Published by Tim McNulty on .

OccupyPgh

How alike are the Occupy Wall Street protests spreading nationwide -- including Pittsburgh -- and the Tea Party? I've been to several TP events and to last night's inaugural OccupyPittsburgh planning session and can definitively say they have at least one thing in common: unorganization.

Tea Party events are known for rambling on forever -- see the tax day event in Market Square this year, which went on so long that one scheduled speaker got up and left early -- and last night's session in Shadyside was the same way. Speakers argued about the rules for arguing. They didn't want God mentioned in a statement on pacifism. They didn't want a statement on pacifism. Then they did. Then they didn't want to argue on arguing about pacifism. They didn't want to rally on a weekend when no one would be Downtown. Then they did.

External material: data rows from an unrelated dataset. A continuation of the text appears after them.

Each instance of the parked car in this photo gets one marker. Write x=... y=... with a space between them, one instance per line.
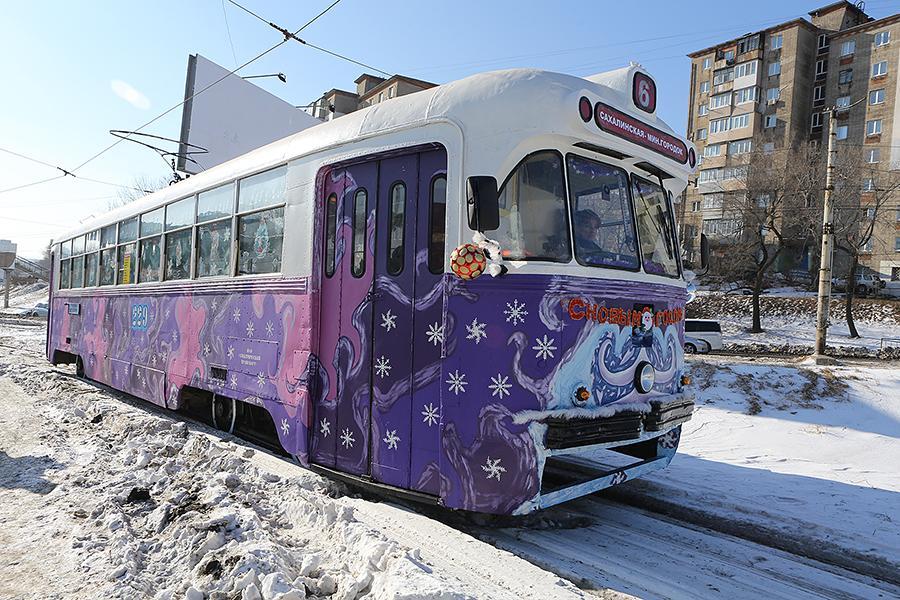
x=707 y=330
x=866 y=284
x=694 y=345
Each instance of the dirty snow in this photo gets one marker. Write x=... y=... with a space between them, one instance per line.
x=104 y=496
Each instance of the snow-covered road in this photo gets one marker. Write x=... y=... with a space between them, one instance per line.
x=106 y=496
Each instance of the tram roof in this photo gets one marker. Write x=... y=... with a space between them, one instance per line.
x=486 y=105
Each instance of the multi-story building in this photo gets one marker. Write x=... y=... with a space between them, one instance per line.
x=370 y=89
x=765 y=92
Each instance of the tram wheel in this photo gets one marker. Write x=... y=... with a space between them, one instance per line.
x=223 y=413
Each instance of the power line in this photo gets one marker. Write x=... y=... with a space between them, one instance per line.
x=293 y=36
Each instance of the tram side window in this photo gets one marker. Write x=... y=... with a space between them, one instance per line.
x=437 y=232
x=397 y=226
x=108 y=266
x=533 y=220
x=214 y=210
x=601 y=214
x=260 y=237
x=150 y=258
x=64 y=274
x=90 y=269
x=655 y=228
x=330 y=234
x=360 y=211
x=126 y=266
x=214 y=249
x=78 y=271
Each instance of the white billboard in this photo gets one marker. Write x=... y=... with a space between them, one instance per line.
x=230 y=118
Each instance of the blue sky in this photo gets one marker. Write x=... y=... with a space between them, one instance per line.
x=64 y=62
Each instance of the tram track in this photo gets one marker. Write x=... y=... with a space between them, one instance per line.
x=598 y=543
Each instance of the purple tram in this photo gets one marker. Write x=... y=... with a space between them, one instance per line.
x=308 y=284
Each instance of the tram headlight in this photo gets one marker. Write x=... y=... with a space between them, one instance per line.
x=644 y=377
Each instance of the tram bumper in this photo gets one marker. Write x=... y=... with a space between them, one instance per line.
x=585 y=454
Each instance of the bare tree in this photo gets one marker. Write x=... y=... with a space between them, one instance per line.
x=862 y=195
x=768 y=210
x=141 y=185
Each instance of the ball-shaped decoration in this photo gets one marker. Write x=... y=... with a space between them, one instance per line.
x=468 y=261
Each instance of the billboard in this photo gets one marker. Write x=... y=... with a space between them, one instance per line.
x=230 y=118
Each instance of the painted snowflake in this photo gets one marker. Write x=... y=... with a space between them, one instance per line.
x=391 y=439
x=544 y=347
x=515 y=312
x=435 y=333
x=493 y=469
x=383 y=367
x=457 y=382
x=431 y=414
x=347 y=438
x=500 y=384
x=476 y=331
x=388 y=320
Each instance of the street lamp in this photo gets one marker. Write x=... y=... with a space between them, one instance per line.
x=281 y=76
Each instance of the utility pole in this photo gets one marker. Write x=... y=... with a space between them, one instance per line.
x=827 y=241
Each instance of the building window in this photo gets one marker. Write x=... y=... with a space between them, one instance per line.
x=873 y=127
x=745 y=95
x=821 y=67
x=739 y=147
x=743 y=69
x=720 y=100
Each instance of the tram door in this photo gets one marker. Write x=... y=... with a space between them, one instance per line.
x=408 y=322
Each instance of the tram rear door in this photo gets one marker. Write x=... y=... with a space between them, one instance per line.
x=382 y=353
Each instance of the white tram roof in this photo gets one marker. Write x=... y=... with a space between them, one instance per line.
x=512 y=104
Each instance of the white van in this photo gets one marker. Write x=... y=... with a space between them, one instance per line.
x=707 y=330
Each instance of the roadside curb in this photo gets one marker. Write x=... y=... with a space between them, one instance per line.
x=793 y=538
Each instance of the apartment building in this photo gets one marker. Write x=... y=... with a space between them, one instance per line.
x=370 y=89
x=766 y=91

"The discussion was messy. Little progress was made," the P-G's Liz Navratil wrote today.

So put me in the camp that says the two movements are alike -- or at least have enough in common for a Venn diagram showing overlapping worries about the state of the U.S. economy and how it's hurting regular people. I don't expect them to come together and all sing "The Rainbow Connection" or anything . . . though I would pay a lot of (the newspaper's) money to see that.

Last night's Daily Show started with a bit on major media figures, especially on Fox, belittling connections between the two. It featured this quote from Sean Hannity:

"The average American taxpayer knows at the end of the day they're going to be on the hook for the trillions and trillions of dollars that we're using to bail out these companies, some of whom have been irresponsible, and they are expessing their frustration, which I think is quintessentially American."

Except he was talking about the Tea Party, in 2009. Last night's Pittsburgh crowd certainly contained what Stewart called "college roommate" types, with some crossover with the G-20 protester crowd, but he answered Hannity with this:

"How are they not like the Tea Party? Ok, some of them smoke. And have pants made out of pot. Call them the THC party. Aren't these folks real citizens with real problems? Aren't they also speaking for America?